Yeah, maybe. But the Jewish stuff also seemed a little lazy. The frequency with which Hollywood injects Jews into plots — where they are inevitably short-hand for misfits or intellectuals – suggests a lack of imagination and real guts, if you ask me. Going Jewish is an easy way to make your show look ethnic or “exotic” and, let’s face it, doesn’t run the risk of offending studio bosses for obvious ethnic reasons. (For the same reason, Jewish characters tend to be the same kinds of Jews you find in Hollywood offices: secular, ethnic, assimilated, and often confused about and/or mocking of Jewish ritual.)
If you’re a writer and want to push the envelope slightly more (an envelope that has already been torn to shreds, by the way), then you add a gay character to your checklist. (Again, not likely to offend a significiant portion of the entertainment world.) So Glee doe just that, and also in the safest possible way: Kurt is femme-y and flamey and, get this, loves fashion and musical theater! (Imagine if Finn, the quarterback, was gay, or if Kurt wasn’t gay but transgendered – now that would challenge stereotypes, not reinforce them.)
Glee wants to be a celebration of outsiders, but its misfits are the 2009 version of the platoon from a World War II movie. Instead of Moscowitz and Roselli and O’Leary and Smith, you have the Jew and the gay and the Asian-American and the overwight black girl and the disabled kid.

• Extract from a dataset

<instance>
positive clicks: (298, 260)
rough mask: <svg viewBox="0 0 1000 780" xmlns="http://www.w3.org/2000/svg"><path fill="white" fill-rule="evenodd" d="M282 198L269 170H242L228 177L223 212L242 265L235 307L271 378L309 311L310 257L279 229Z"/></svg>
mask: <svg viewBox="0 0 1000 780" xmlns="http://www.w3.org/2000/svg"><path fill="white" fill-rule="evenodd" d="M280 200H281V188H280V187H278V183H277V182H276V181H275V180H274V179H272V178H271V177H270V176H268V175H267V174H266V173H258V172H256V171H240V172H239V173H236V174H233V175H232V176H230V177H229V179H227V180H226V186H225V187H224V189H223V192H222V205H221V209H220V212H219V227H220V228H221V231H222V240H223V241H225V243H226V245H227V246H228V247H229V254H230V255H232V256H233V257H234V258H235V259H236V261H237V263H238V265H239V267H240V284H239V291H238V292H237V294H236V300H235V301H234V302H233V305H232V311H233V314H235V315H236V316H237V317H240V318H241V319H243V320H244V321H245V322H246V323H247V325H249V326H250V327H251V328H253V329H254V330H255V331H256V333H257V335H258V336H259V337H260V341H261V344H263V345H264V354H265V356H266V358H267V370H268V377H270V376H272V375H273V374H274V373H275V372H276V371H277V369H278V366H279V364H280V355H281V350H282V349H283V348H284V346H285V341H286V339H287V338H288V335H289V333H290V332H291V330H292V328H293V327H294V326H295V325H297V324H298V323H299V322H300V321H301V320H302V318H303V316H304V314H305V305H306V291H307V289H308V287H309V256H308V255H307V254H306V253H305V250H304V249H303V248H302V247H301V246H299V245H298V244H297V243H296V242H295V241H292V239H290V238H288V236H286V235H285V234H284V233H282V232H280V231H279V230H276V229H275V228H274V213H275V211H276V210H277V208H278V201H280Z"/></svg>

But if you want real “misfits,” I can imagine a few un-lazy and un-safe choices the writers could make. How about a Muslim character (Aliens in America, to which I’ve compared Glee before, did this to great and daring effect — it was essentially a mainstream sitcom that accepted the Third World’s critique of suburban American culture, to subtle and devastating effect). Or a deeply religious kid — Jewish, Christian, Mormon – who isn’t a prude or a hypocrite. Or an Asberger’s kid who genuinely tries the patience of his peers, and isn’t precious in the Rain Man mode.
But I can’t get excited about another deracinated Jewish charcter who eats pork on Simchat Torah while watching Schindler’s List. Enough already.